Obesidade: sintoma ou solução?
Defendo
a tese de que, do ponto de vista psicanalítico, a obesidade não
é uma formação simbólica, ou seja, não é um sintoma1.
No sentido freudiano, o sintoma é um enigma que divide o
sujeito, é uma solução de compromisso entre o desejo sexual e
uma exigência da realidade que se lhe opõe. O sintoma surge
como uma mediação de um conflito psíquico, sendo, portanto,
uma formação simbólica que visa conciliar tendências psíquicas
opostas e tem a sua fonte num desejo sexual proibido, recalcado.
Nesse sentido, o sintoma se escreve no corpo como uma mensagem
que se enlaça a uma satisfação sexual disfarçada, não
reconhecida como tal.
Tomar
a obesidade como uma solução significa pensá-la como
tratamento de um gozo que não pôde ser tratado pela via da
sexualidade e, ou seja, pela via do inconsciente. A obesidade,
portanto, não é uma formação simbólica, não se trata de
uma formação do inconsciente. Não é um saber a decifrar, mas
algo que se exibe, se mostra e não diz nada. A obesidade é uma
solução, o tratamento de um gozo que envolve a recusa da
sexualidade e do inconsciente.
Nos
casos de mulheres obesas crônicas e obesas mórbidas que
entrevistamos, não há mal estar sexual. O parceiro sexual,
quando existe, não é a fonte do conflito, da divisão, ou do
mal estar. Essas mulheres até relatam problemas conjugais ou
dificuldades nos relacionamentos amorosos. Entretanto, estes
sujeitos não localizam o seu incômodo, o seu mal estar na vida
sexual. O desencontro sexual não as divide, não é disso que
elas sofrem. Tampouco vêem qualquer relação entre o excesso
de peso e o eventual mal estar na sexualidade. Nessas
entrevistas, observei que essas mulheres entendem o casamento de
modo semelhante a uma relação mãe e filho.
Quanto
à parceria amorosa, encontramos, nessas mulheres, as seguintes
situações:
1.
Mulheres que jamais fizeram um vínculo conjugal
com um homem ou que tiveram relações esporádicas, precárias,
com homens, mas mantêm, inalterada, a sua parceria com a mãe,
morando, muitas vezes, na mesma casa.
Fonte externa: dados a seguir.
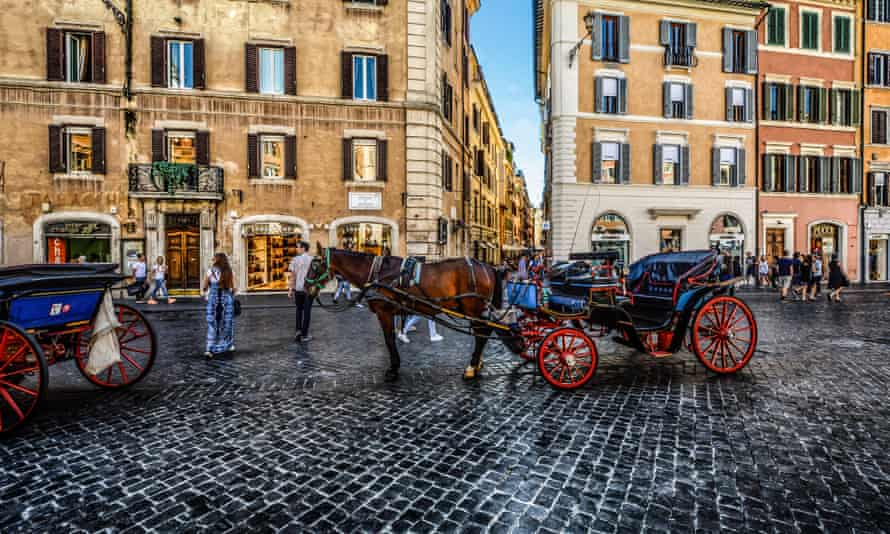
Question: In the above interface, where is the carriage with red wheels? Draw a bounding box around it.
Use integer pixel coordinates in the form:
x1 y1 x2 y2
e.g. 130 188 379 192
0 264 157 435
507 251 757 389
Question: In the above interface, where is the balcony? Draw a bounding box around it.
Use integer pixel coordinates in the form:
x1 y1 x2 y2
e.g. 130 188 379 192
664 46 698 67
129 162 225 200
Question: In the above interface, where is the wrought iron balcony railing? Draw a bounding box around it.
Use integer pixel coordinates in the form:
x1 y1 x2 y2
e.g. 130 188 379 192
129 162 225 200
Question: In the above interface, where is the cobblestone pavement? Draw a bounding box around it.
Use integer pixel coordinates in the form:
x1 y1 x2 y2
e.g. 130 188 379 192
0 294 890 533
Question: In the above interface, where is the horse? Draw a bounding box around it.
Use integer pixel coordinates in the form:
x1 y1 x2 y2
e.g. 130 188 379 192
305 249 503 381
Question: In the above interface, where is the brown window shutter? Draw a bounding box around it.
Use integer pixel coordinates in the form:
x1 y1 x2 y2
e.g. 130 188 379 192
151 128 167 163
377 56 389 102
92 32 105 83
340 52 352 98
46 28 65 82
377 139 387 182
192 39 207 89
284 135 297 180
195 130 210 165
284 46 297 95
244 43 260 93
343 139 352 182
92 127 105 174
151 35 167 87
247 134 260 178
49 124 65 172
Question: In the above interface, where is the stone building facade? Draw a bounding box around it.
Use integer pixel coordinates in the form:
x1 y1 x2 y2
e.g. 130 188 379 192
860 0 890 282
535 0 765 262
0 0 532 291
757 0 862 279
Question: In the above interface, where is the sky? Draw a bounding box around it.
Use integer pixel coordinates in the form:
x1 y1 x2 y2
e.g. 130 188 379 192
470 0 544 206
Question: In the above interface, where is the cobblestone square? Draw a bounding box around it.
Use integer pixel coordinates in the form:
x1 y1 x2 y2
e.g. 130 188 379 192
0 293 890 532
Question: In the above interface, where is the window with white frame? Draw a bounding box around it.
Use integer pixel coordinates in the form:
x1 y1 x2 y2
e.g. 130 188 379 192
352 54 377 100
259 48 284 95
167 41 195 89
65 127 93 174
65 33 92 82
260 135 284 178
717 148 736 185
167 131 197 165
600 143 621 184
832 15 853 54
352 139 377 182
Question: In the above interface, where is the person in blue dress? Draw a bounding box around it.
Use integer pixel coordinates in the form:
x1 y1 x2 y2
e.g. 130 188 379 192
201 252 235 360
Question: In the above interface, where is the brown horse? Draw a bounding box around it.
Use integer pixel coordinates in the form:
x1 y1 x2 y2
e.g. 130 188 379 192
306 244 502 380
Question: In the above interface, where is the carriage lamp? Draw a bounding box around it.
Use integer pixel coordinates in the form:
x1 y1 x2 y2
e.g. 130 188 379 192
569 11 596 68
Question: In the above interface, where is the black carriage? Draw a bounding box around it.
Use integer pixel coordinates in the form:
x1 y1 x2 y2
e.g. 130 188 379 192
0 264 157 435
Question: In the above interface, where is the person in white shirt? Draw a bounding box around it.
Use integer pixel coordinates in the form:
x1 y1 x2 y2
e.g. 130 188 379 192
287 241 313 343
148 256 176 304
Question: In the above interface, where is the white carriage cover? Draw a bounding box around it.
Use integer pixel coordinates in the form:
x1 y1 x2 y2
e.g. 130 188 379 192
85 291 121 375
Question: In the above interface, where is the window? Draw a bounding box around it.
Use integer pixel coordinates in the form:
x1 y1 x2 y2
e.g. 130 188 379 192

O importante nas suas
vidas é a relação amorosa com a mãe, mantendo-se na posição
de filhas.
2.
Mulheres que realizam um casamento, tiveram
filhos, mas a relação conjugal, sexual, desaparece, diminui de
importância perante a sua função como mãe. São mulheres que
se dedicam aos filhos e estabelecem, com eles, a relação
amorosa mãe e filho.
3.
Mulheres que têm um parceiro conjugal, mas jamais
se afastaram de suas mães. O homem parece, nestes casos, um
acessório na relação libidinal mãe e filha. Em alguns casos,
ele é transformado em filho também pela família da mulher.
O
laço social destas mulheres é parasitado pelo modelo da relação
amorosa mãe – filha. Uma entrevistada me disse, certa vez,
muito surpresa com uma observação minha, que jamais se
separaria de sua mãe, que ela é a sua melhor amiga e que mãe
é para sempre. Ou seja, não se deixa, jamais, a posição de
filha e a expectativa é a de tudo receber da mãe. Numa outra
perspectiva, mas na mesma lógica, encontramos mulheres que dão
tudo aos filhos, ao marido, aos parentes etc. Elas são cativas
de uma doação e de um amor inesgotáveis.
Resumindo,
podemos dizer que essas mulheres são “cheias de amor”. A
observação destes casos levanta a questão da relação entre
o amor e o sexo na sexuação feminina, que passarei a
desenvolver seguindo as coordenadas do último ensino de Lacan
conjugadas com as fórmulas da sexuação apresentadas por ele
no Seminário 20 (Lacan,
1985).
2.
A sexuação feminina
Freud
(1931, 1933), ao investigar a sexualidade feminina, se
interrogou sobre os destinos da relação primeva da menina com
a sua mãe, anterior ao Complexo de Édipo. Chegou mesmo a se
perguntar se, no caso da menina, a relação com o pai é capaz
de substituir, completamente, a relação da menina com a sua mãe.
Segundo
ele, nos avatares da sexuação feminina, a substituição da mãe
pelo pai é feita, pela menina, a partir da descoberta da
diferença sexual e da conseqüente decepção com a mãe por
esta não ter e não dar o falo que ela, a menina, deseja.
Surge, neste momento, a reivindicação do falo e, numa evolução
favorável, a menina localiza o pai como aquele que tem o falo e
pode lhe dar. O desfecho desse remanejamento, na sexualidade
feminina, surge no consentimento da menina em substituir o pai
por um homem e receber dele um filho, como equivalente simbólico
ao falo que ela não tem.
Neste
raciocínio, a reivindicação do falo é o operador que
possibilita à menina separar-se da mãe e orientar-se em relação
à sua sexuação como mulher. Freud designa o desejo de ter um
pênis como sendo um desejo feminino por excelência (1933, p.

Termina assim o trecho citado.